When answering the journalists questions, I tried to keep the readers of the magazine in mind. This was a young, mostly female, wii-savvy with an active lifestyle-type audience. In other words, if the weather was too cold to play real tennis outside, they would play Wii Tennis inside. I imagined, they probably already had gym memberships, fitness DVDs or were the types willing to try new exercises. They probably owned a few fitness exergames (EA sports, Biggest Loser, Jillian Michael’s bootcamp, Your Shape), which are glorified workout DVDs more in-line with traditional fitness activities. This was the audience who would probably get a kick out of doing a lunge matrix off the Wii-Balance board or adding 2lb weights to their hand-held controllers. Not that there’s anything wrong with any of this, mind you (but they probably would jump at the opportunity to use an underwater treadmill, too).
But are articles like this doing exergames a disservice? Does it send the message to fitness enthusiasts: playing these games is not enough, you have to add something more. Does it send a message to the game designers: people are outgrowing your games, make more? Or, is it missing the mark completely. What message does it send to the people who really need to be active: you can’t escape exercise, be it at the gym or during game play, at some point you’ll have to do a sit-up.

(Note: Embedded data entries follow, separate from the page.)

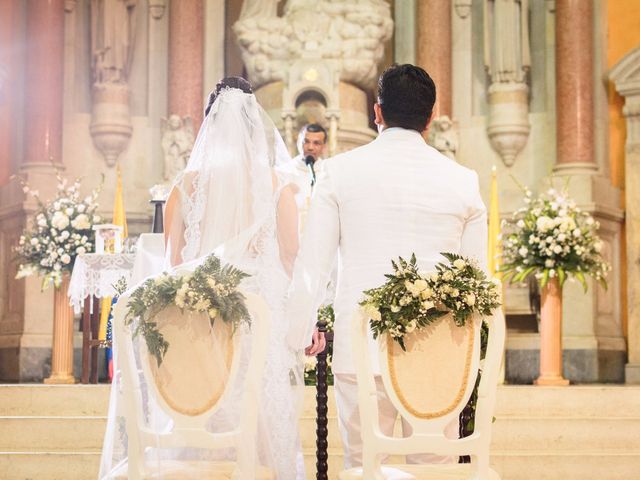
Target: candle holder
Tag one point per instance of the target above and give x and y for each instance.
(158, 221)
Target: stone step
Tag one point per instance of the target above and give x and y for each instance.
(580, 401)
(566, 435)
(546, 465)
(49, 465)
(54, 400)
(51, 434)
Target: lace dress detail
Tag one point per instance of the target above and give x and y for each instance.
(279, 396)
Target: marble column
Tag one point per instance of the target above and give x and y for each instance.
(8, 67)
(433, 52)
(626, 77)
(186, 59)
(574, 86)
(44, 83)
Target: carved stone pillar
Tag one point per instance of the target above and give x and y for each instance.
(433, 53)
(506, 51)
(434, 49)
(626, 77)
(574, 86)
(9, 57)
(186, 57)
(113, 36)
(44, 83)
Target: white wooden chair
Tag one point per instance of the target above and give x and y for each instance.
(189, 394)
(429, 385)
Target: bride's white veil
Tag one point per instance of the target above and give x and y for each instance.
(226, 191)
(226, 204)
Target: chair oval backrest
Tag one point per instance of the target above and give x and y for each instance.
(197, 366)
(434, 377)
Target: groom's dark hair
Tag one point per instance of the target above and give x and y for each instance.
(227, 82)
(406, 95)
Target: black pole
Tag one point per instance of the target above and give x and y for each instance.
(322, 410)
(158, 224)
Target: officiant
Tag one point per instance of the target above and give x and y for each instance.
(312, 147)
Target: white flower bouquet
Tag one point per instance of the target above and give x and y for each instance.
(551, 237)
(411, 299)
(61, 230)
(210, 289)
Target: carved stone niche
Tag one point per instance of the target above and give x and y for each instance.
(110, 125)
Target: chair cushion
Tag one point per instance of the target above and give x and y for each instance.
(457, 471)
(192, 470)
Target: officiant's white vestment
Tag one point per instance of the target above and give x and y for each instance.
(392, 197)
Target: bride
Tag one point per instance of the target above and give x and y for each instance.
(231, 200)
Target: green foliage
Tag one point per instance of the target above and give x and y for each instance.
(211, 289)
(411, 299)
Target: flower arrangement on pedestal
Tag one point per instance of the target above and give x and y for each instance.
(552, 239)
(61, 230)
(411, 299)
(210, 289)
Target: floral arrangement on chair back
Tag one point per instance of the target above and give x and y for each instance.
(61, 230)
(550, 237)
(411, 299)
(211, 289)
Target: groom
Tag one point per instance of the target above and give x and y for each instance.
(393, 197)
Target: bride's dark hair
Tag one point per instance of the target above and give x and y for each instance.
(227, 82)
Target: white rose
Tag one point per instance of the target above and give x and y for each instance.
(60, 220)
(428, 304)
(81, 222)
(459, 264)
(420, 285)
(470, 299)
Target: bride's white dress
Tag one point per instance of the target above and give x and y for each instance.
(229, 202)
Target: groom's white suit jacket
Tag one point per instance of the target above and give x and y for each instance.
(393, 197)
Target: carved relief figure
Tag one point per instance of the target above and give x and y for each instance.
(112, 39)
(177, 142)
(506, 37)
(350, 33)
(443, 137)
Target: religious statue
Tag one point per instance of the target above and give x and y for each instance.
(507, 60)
(443, 137)
(506, 37)
(177, 142)
(112, 39)
(349, 34)
(113, 27)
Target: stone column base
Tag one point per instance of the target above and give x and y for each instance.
(632, 373)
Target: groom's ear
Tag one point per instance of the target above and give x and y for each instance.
(378, 118)
(426, 127)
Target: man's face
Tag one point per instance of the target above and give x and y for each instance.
(313, 144)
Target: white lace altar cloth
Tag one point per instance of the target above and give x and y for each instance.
(95, 274)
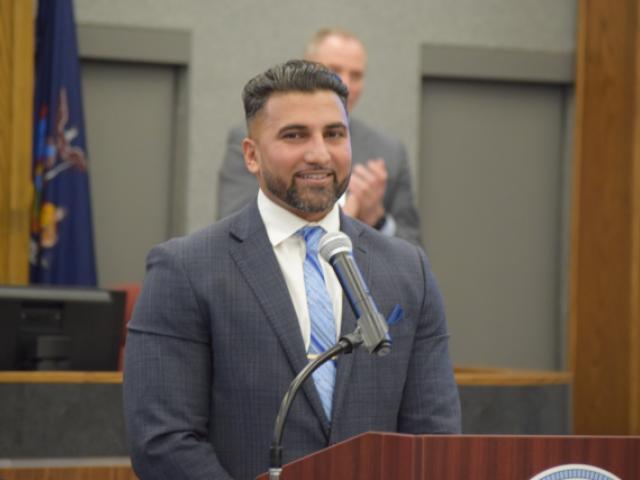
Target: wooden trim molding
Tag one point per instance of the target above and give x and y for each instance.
(464, 376)
(60, 377)
(605, 259)
(16, 112)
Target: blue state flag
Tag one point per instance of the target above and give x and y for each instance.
(62, 249)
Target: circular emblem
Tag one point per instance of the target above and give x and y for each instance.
(575, 472)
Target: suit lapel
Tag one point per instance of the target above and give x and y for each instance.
(253, 253)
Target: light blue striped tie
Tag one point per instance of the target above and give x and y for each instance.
(323, 327)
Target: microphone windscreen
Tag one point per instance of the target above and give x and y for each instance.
(333, 243)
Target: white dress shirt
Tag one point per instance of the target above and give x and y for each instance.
(290, 249)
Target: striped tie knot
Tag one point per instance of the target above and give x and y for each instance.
(312, 236)
(323, 327)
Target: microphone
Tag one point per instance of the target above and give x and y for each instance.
(336, 249)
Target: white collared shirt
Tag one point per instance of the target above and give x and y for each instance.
(290, 250)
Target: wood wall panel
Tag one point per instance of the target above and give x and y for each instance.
(16, 100)
(605, 246)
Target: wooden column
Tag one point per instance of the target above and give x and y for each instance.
(605, 264)
(16, 111)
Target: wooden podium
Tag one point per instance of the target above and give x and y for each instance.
(384, 456)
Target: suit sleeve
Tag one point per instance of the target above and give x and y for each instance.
(167, 378)
(400, 203)
(430, 402)
(236, 185)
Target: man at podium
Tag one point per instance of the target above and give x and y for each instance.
(230, 314)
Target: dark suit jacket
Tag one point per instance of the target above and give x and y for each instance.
(215, 342)
(237, 187)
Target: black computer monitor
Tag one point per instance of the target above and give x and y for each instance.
(52, 328)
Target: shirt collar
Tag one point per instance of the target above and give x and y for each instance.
(282, 224)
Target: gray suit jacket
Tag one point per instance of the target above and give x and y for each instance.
(215, 342)
(237, 187)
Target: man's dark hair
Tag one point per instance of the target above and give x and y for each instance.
(291, 76)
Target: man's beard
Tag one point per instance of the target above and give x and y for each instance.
(309, 199)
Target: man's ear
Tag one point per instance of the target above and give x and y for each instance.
(250, 153)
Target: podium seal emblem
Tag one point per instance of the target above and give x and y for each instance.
(575, 472)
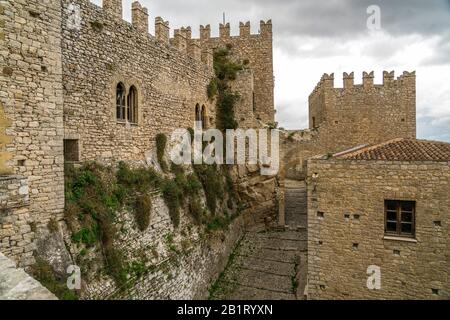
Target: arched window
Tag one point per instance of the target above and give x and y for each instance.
(120, 102)
(203, 117)
(132, 110)
(198, 114)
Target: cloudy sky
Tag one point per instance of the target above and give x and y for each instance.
(312, 38)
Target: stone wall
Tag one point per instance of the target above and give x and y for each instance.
(31, 101)
(367, 113)
(257, 49)
(349, 236)
(16, 232)
(179, 263)
(15, 284)
(352, 116)
(103, 50)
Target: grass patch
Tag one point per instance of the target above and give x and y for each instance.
(218, 286)
(43, 272)
(143, 208)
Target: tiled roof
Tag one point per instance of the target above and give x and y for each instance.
(400, 150)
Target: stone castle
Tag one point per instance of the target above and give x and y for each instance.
(80, 84)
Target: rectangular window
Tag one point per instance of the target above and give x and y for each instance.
(71, 150)
(400, 218)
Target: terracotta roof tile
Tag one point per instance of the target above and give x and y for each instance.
(400, 150)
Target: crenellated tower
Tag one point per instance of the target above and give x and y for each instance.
(375, 112)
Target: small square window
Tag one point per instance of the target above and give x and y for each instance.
(400, 218)
(71, 150)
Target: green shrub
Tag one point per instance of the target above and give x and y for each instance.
(196, 210)
(86, 236)
(211, 180)
(173, 198)
(116, 266)
(142, 211)
(193, 185)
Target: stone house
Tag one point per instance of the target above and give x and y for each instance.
(381, 208)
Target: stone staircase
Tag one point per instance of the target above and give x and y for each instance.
(265, 265)
(295, 204)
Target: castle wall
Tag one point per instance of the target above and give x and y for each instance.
(341, 187)
(342, 118)
(105, 50)
(31, 116)
(367, 113)
(257, 49)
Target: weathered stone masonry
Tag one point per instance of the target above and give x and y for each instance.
(106, 51)
(348, 236)
(61, 62)
(31, 97)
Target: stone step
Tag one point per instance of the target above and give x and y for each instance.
(275, 244)
(274, 255)
(262, 280)
(269, 266)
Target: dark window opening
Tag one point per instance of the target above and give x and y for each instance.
(71, 150)
(120, 102)
(204, 117)
(400, 218)
(132, 105)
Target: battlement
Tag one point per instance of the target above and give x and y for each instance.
(327, 81)
(182, 40)
(244, 30)
(139, 17)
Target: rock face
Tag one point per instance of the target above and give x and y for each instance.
(62, 65)
(31, 97)
(346, 229)
(15, 284)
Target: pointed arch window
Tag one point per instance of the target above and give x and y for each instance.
(204, 118)
(198, 114)
(120, 102)
(132, 101)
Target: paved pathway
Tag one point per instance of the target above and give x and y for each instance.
(265, 266)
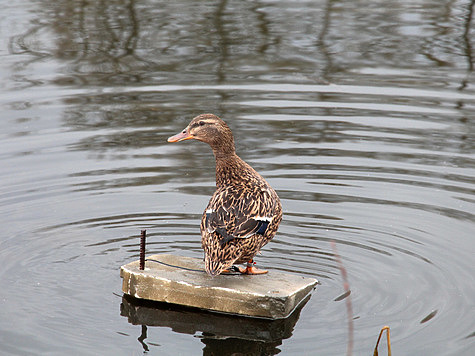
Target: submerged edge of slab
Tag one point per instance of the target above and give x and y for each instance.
(182, 280)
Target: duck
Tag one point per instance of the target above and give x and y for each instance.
(244, 212)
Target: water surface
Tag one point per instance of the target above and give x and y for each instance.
(361, 116)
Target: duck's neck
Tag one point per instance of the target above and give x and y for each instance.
(229, 169)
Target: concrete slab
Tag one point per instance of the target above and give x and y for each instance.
(182, 280)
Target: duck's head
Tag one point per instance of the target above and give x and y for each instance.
(210, 129)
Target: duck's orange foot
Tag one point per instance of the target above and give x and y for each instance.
(250, 269)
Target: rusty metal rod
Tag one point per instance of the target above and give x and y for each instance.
(143, 236)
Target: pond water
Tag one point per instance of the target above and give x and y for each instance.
(359, 114)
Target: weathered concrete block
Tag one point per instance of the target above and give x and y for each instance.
(182, 280)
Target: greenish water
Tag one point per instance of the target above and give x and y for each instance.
(360, 115)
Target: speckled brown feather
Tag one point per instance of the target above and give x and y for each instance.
(241, 195)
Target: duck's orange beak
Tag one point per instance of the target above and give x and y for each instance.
(184, 135)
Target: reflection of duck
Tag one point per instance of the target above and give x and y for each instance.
(222, 334)
(244, 212)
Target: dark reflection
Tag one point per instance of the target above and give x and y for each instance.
(222, 334)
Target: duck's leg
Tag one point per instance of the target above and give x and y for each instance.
(250, 269)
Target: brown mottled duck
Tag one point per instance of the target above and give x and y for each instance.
(244, 212)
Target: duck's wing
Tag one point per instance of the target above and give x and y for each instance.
(238, 214)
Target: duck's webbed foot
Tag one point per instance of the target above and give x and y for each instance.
(250, 269)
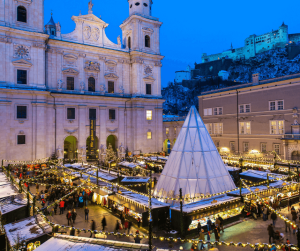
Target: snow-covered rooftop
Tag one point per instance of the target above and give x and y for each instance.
(65, 242)
(206, 203)
(27, 229)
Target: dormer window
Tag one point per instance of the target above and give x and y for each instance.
(21, 14)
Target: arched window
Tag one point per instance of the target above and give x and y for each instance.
(147, 41)
(91, 83)
(129, 42)
(21, 14)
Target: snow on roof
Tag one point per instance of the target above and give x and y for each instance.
(26, 229)
(136, 179)
(194, 164)
(65, 242)
(261, 175)
(9, 205)
(205, 203)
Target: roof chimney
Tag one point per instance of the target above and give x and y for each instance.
(255, 79)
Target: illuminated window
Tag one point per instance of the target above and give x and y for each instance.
(149, 135)
(277, 127)
(149, 115)
(245, 128)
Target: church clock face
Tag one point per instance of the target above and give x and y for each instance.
(21, 52)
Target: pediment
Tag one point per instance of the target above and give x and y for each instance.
(90, 18)
(149, 78)
(111, 75)
(21, 63)
(70, 71)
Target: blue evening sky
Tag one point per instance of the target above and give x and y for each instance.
(190, 27)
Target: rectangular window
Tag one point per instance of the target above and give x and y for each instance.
(245, 128)
(276, 105)
(246, 147)
(277, 127)
(21, 77)
(111, 87)
(149, 135)
(245, 108)
(21, 112)
(218, 128)
(209, 128)
(232, 147)
(207, 112)
(70, 83)
(112, 114)
(149, 115)
(92, 113)
(148, 89)
(263, 147)
(277, 148)
(71, 113)
(218, 110)
(21, 140)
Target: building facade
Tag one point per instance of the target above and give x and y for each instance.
(53, 84)
(256, 119)
(255, 44)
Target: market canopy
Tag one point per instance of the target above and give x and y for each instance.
(194, 164)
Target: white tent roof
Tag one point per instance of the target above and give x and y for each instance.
(194, 164)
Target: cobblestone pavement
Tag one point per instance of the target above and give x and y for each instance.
(249, 230)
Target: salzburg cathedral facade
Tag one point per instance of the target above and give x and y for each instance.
(74, 94)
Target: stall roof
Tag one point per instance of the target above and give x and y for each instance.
(205, 203)
(75, 243)
(27, 229)
(136, 179)
(9, 205)
(260, 175)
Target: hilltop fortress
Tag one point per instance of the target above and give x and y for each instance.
(257, 44)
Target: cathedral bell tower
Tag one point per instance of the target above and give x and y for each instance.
(142, 7)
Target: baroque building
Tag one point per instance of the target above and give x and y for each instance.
(53, 84)
(256, 44)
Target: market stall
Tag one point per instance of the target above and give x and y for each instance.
(135, 206)
(229, 208)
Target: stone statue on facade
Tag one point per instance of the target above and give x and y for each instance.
(59, 84)
(90, 7)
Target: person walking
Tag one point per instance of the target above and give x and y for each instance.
(217, 234)
(201, 238)
(117, 226)
(287, 225)
(69, 217)
(271, 233)
(93, 228)
(74, 215)
(86, 213)
(61, 207)
(208, 223)
(274, 218)
(103, 222)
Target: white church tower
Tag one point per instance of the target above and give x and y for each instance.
(141, 38)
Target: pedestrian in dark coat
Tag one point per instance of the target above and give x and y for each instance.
(93, 228)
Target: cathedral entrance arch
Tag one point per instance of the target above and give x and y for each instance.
(92, 148)
(296, 155)
(70, 148)
(112, 139)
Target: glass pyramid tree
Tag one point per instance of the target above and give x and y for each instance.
(194, 164)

When did game play go back to being exercise, again? Why are people not focused more on promoting the game play aspects of these games? Stop talking about how these games burn calories or its cardiovascular benefits or, gasp, how to make it more challenging! Everytime a sedentary person associates these games with exercise, we, as a health industry lose their interest! It’s a game, first! The health-benefits are built-in.